Words dangle from the ceiling at Words dangle from the ceiling at “Jason Rhoades, Four Roads.”
Credit: ICA

Installation artist Jason Rhoades filled rooms with his spectacular and king-sized pieces of artwork, yet it nearly went unnoticed — at least while he was still alive. The Institute of Contemporary Art is hoping to reverse that with a huge exhibition on him this fall. “Jason Rhoades, Four Roads” takes us down the rabbit hole of Rhoades’ imagination by weaving through four distinct installations and coinciding themes: Jason Rhoades, American Artist; Jason the Mason; Systems and Taboo.

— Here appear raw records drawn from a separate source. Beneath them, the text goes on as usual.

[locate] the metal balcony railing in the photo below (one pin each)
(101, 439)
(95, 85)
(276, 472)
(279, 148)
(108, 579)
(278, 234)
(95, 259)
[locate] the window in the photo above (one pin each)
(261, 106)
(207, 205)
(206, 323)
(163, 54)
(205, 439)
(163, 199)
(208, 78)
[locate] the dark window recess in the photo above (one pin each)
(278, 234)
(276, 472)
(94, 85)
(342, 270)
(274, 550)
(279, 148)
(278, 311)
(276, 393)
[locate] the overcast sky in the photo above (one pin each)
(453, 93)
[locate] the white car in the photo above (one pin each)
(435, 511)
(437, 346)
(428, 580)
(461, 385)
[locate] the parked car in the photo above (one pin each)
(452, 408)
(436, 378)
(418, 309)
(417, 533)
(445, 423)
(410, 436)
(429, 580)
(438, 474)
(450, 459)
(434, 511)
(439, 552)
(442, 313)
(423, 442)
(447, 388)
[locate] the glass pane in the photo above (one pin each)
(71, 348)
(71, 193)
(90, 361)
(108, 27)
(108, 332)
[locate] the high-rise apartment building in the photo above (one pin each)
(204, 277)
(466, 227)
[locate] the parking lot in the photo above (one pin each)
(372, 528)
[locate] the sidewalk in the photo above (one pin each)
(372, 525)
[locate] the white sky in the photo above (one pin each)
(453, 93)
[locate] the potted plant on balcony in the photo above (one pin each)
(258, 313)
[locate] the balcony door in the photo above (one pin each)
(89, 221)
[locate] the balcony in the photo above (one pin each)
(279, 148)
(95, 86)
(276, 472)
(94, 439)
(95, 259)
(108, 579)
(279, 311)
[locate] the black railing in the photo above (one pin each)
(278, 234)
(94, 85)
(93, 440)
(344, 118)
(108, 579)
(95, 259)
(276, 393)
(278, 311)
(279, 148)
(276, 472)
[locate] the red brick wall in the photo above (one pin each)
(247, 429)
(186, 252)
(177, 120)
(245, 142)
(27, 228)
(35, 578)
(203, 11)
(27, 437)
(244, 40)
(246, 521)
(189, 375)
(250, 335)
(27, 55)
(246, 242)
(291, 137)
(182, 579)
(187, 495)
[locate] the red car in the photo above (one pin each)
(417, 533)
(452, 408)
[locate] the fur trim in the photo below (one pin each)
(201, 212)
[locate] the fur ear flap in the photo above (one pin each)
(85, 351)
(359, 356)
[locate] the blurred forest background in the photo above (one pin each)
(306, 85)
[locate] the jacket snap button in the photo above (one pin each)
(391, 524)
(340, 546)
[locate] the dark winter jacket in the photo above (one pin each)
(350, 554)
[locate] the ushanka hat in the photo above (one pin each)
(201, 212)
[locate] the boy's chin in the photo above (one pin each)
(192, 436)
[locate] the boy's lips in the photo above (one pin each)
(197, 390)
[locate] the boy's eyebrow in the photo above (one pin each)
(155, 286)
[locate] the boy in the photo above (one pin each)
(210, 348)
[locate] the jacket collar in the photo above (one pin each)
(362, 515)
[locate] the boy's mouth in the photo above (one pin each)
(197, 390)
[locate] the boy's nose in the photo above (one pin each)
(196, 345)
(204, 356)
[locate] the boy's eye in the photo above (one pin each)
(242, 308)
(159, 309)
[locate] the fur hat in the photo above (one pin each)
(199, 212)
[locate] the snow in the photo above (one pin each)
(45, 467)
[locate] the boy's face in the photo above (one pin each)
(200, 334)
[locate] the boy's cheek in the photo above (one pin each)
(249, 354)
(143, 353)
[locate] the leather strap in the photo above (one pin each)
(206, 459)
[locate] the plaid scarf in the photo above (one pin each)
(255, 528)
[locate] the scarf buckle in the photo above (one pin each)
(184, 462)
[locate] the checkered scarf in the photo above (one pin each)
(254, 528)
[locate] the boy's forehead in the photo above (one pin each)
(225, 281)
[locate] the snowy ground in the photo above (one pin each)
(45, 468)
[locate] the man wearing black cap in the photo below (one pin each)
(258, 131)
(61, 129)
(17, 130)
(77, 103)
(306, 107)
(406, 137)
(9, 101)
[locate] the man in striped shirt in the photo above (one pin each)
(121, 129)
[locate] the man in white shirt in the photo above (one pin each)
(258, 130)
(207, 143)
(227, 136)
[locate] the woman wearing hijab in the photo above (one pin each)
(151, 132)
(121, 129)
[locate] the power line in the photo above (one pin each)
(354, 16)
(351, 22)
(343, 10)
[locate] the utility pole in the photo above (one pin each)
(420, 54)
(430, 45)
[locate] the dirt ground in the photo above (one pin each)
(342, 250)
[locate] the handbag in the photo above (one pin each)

“I wanted a way to bring viewers into this exhibition with some of the immediacy of the work itself,” says ICA curator Ingrid Schaffner about breaking the exhibit into four diverging roads. “The four roads are interpretive paths to guide one to see things that are both obvious — for instance, a sculpture of a garage referencing car culture and American identity — and more intimate. “

To walk through the exhibition is enticing to the eyes as well as the mind. “The work is very systematic, complex, physically overwhelming and full of ideas,” says Schaffner. And yet it’s still familiar and surprising in its appearance. One road in particular is filled with fluorescent words that dangle from the ceiling, creating a sort of vivid and disorienting forest of text.

“Rhoades used stuff we are all familiar with in part to make his art as accessible and appealing as any other consumer good,” Schaffner says.